Metastasis is the process at which cells depart the primary tumor site, survive and shuttle through the circulation or lymph and then invade to distant organs and expand. This multi steps process is extremely complex from physical, molecular, cellular and physiological and levels. Worldwide, more than 7 million cancer related mortalities each year, are due to progression of metastatic processes. We intrigued by the fact that the distribution of the metastasizing cells to distant organs is a non-random process that known as "organotropism" Approximately 40% of newly diagnosed cancers will involve bone, disrupting the bone balanced turnover and causing damage in the form of osteolytic lesions or osteoblastic deformations.  In particularly, bone metastases occurs in approximately 60% of patients with metastatic breast or prostate cancer. This unique and crucial microenvironment, on one hand, may provide a complex niches, safeguard and trigger harsh relapse of the disease on the other.
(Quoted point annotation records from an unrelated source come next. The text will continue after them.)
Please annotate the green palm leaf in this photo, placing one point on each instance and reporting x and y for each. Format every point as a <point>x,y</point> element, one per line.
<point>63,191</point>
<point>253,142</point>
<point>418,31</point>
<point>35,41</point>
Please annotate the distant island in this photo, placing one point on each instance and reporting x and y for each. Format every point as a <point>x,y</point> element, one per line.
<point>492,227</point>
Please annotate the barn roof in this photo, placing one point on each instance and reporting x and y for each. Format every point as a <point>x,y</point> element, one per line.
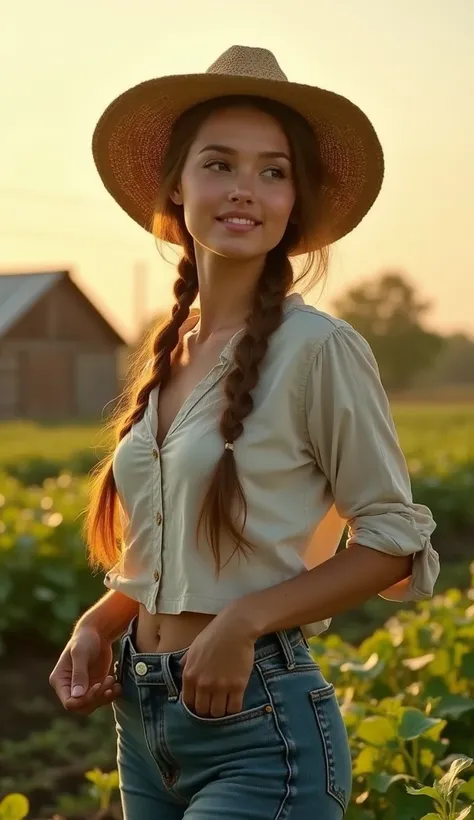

Despite the great occurrence of bone metastasis following breast and prostate cancer, many of the molecular mechanisms driving metastatic character remain unclear.
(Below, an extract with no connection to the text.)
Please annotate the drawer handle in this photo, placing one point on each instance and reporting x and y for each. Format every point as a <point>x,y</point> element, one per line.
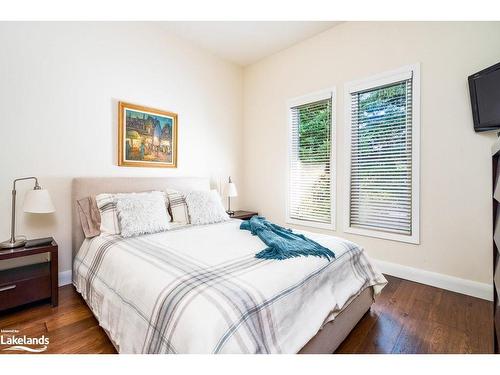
<point>8,287</point>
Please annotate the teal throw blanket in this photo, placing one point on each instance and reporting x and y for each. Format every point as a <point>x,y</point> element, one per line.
<point>283,243</point>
The focus of our laboratory lies from the basic cell and molecular mechanisms by which metastatic cell behavior originates,  depart the primary site,  survive, home  and  colonize the bone and interacts within the microenvironment. We suggest that stemming from the mineral and organic nature of the bone tissue various ques, acting together, spatially and temporally to enable anchorage, survival, dormancy and reactivation of the invading cell decades after the onset of the disease.          

With the conjunction and continuation of our biomedical research amid regeneration of hard tissues, we introduced new bone-related methodologies.  We developed three-dimensional models that closely resemble a living natural bone, and heavily used to study cellular and molecular cues in bone metastasis. For example, using this model we showed that the mineral phase might have an important role on cellular characteristics such as, proliferation rates and tumorigenicity. We also revealed that interactions with mesenchymal stem cells increased migration and invasion capacities along with osteosarcomas (OS) proliferation. We also showed that via regulation of pathways such Wnt, cadherins, Notch and their downstream target genes such as c-Myc, these capacities are further enhanced following accommodation with the bone like biolattice and interaction with MSCs.

In addition, we also strive to identify specific molecular targets and therapeutic methodologies and interventions for better treatment of metastatic disease. We are currently developing new strategies for treatment of metastatic bone diseases.